True. Bad choice of words. I should have said 'supported by' instead:
"On October 17, 2007, the World Wide Web Consortium encouraged interested people to take part in a "Video on the Web Workshop", held on December 12, 2007 for two days.[10] A number of global companies were involved, submitting position papers.[11] Among them, Nokia's paper[12] states that "a W3C-led standardization of a 'free' codec, or the active endorsement of proprietary technology such as Ogg by W3C, is, in our opinion, not helpful." Ogg's codecs are licensed under the BSD open source license, and are therefore not proprietary in any accepted sense of the word. Apple Computer have also opposed the inclusion of Ogg formats in the HTML standard on the grounds that H.264 performs better and is already more widely supported, citing patents and the lack of precedents of "Placing requirements on format support", even at the "SHOULD" level, in HTML specifications.[13]

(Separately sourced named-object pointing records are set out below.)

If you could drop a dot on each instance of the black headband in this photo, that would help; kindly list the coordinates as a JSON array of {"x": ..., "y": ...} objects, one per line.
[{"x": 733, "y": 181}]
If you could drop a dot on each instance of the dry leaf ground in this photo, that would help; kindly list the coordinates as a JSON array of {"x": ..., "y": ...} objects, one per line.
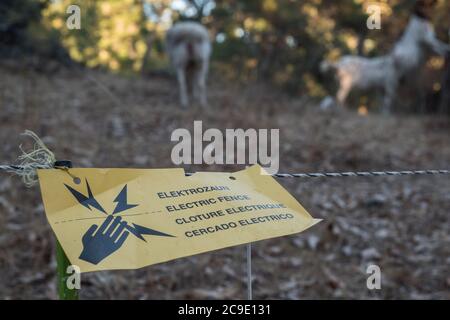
[{"x": 399, "y": 223}]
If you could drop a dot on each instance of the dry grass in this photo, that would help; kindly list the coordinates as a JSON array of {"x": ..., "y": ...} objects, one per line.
[{"x": 401, "y": 224}]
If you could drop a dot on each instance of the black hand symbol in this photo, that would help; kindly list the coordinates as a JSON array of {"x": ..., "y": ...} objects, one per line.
[{"x": 105, "y": 241}]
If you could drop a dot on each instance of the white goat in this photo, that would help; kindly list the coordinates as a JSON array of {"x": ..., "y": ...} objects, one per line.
[
  {"x": 189, "y": 49},
  {"x": 408, "y": 54}
]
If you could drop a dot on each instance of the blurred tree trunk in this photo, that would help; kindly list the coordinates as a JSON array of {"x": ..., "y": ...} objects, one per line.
[{"x": 444, "y": 105}]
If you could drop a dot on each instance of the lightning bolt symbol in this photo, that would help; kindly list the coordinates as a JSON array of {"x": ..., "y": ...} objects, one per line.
[
  {"x": 139, "y": 231},
  {"x": 88, "y": 201},
  {"x": 122, "y": 202}
]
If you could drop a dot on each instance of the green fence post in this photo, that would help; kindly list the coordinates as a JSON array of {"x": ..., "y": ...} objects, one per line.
[{"x": 62, "y": 262}]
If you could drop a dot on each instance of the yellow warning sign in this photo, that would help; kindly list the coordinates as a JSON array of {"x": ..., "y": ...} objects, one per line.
[{"x": 131, "y": 218}]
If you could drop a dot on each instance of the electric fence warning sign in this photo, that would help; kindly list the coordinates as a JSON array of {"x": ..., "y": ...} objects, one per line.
[{"x": 131, "y": 218}]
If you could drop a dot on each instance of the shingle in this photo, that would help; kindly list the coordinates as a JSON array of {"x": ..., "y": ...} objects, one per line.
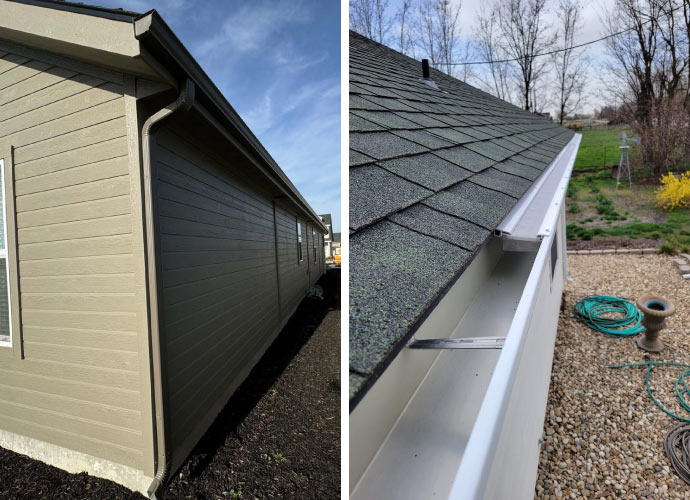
[
  {"x": 356, "y": 382},
  {"x": 356, "y": 102},
  {"x": 474, "y": 133},
  {"x": 452, "y": 135},
  {"x": 510, "y": 167},
  {"x": 514, "y": 148},
  {"x": 383, "y": 145},
  {"x": 423, "y": 138},
  {"x": 390, "y": 104},
  {"x": 490, "y": 150},
  {"x": 359, "y": 124},
  {"x": 529, "y": 161},
  {"x": 375, "y": 193},
  {"x": 401, "y": 263},
  {"x": 473, "y": 203},
  {"x": 465, "y": 158},
  {"x": 359, "y": 159},
  {"x": 385, "y": 119},
  {"x": 500, "y": 181},
  {"x": 422, "y": 119},
  {"x": 399, "y": 274},
  {"x": 448, "y": 120},
  {"x": 377, "y": 91},
  {"x": 445, "y": 227},
  {"x": 426, "y": 169},
  {"x": 538, "y": 157}
]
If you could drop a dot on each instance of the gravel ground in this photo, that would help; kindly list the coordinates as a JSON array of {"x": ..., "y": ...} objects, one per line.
[{"x": 604, "y": 437}]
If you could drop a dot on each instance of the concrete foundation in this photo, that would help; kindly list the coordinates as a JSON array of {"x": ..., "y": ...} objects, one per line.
[{"x": 74, "y": 462}]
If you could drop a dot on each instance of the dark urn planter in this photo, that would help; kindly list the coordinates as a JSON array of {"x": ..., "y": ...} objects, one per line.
[{"x": 654, "y": 310}]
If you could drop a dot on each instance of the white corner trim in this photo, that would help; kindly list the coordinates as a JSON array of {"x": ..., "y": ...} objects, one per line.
[{"x": 75, "y": 462}]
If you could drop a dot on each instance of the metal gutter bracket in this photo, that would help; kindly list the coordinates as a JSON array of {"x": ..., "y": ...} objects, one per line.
[{"x": 461, "y": 343}]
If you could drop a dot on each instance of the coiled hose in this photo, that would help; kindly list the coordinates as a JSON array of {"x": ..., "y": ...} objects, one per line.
[
  {"x": 677, "y": 446},
  {"x": 594, "y": 311},
  {"x": 677, "y": 442}
]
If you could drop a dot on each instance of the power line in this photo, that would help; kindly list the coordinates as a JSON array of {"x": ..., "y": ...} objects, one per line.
[
  {"x": 470, "y": 63},
  {"x": 543, "y": 53}
]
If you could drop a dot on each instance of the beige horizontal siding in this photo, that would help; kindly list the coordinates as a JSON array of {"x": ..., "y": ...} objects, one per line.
[{"x": 79, "y": 384}]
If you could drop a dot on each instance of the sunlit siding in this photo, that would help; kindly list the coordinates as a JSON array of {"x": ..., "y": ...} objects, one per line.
[{"x": 78, "y": 386}]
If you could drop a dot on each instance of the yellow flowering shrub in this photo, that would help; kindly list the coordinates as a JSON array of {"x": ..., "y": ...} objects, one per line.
[{"x": 674, "y": 192}]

In response to such criticism, WHATWG has cited concerns over the Ogg formats still being within patent lifetime and thus vulnerable to unknown patents.[14] Such submarine patents may also exist for non-free formats like MP3 and H.264. Also, the AVC patent licensing policy is subject to change in a not-yet-clear manner.[15]
[edit] HTML5 turns neutral"
On December 10, 2007, the HTML 5 specification was updated[16], replacing the reference to concrete formats:
User agents should support Ogg Theora video and Ogg Vorbis audio, as well as the Ogg container format.
with a placeholder:[17]
It would be helpful for interoperability if all browsers could support the same codecs. However, there are no known codecs that satisfy all the current players: we need a codec that is known to not require per-unit or per-distributor licensing, that is compatible with the open source development model, that is of sufficient quality as to be usable, and that is not an additional submarine patent risk for large companies. This is an ongoing issue and this section will be updated once more information is available.[18]
> I'm just wondering what makes the Firefox team certain they can write these codec
> implementations and players better than the teams who specialise in that field.
Nothing. That's why they're not writing the codec impl they're using; they're using an off-the-shelf theora decoder (though they've contributed a bunch back to it in the process of integrating it).
But the result is that the codec they're shipping they have the source for and have at least some people who can competently patch that source in the event of a security hole being discovered, while also sending the patch upstream.
As for the player... The player being used is pretty much off-the-shelf too, as above, but the method of feeding data into it had to be custom-written to deal sanely with HTTP, security restrictions in the browser, etc.
> no reason to believe that a volunteer for a browser project
I believe everyone working on the Theora support in Firefox was in fact a full-time employee whose job it was to make it work.
> I know Quicktime / ffmpeg / etc are all open to system flaws and attack, but what code
> isn't.
Sure. The question is what happens once such a flaw is discovered. If you're not Apple and you depend on Quicktime and a hole is discovered in Quicktime, what are your options? Have a security hole or stop playing videos until Apple patches it? The situation is, of course, better with ffmpeg.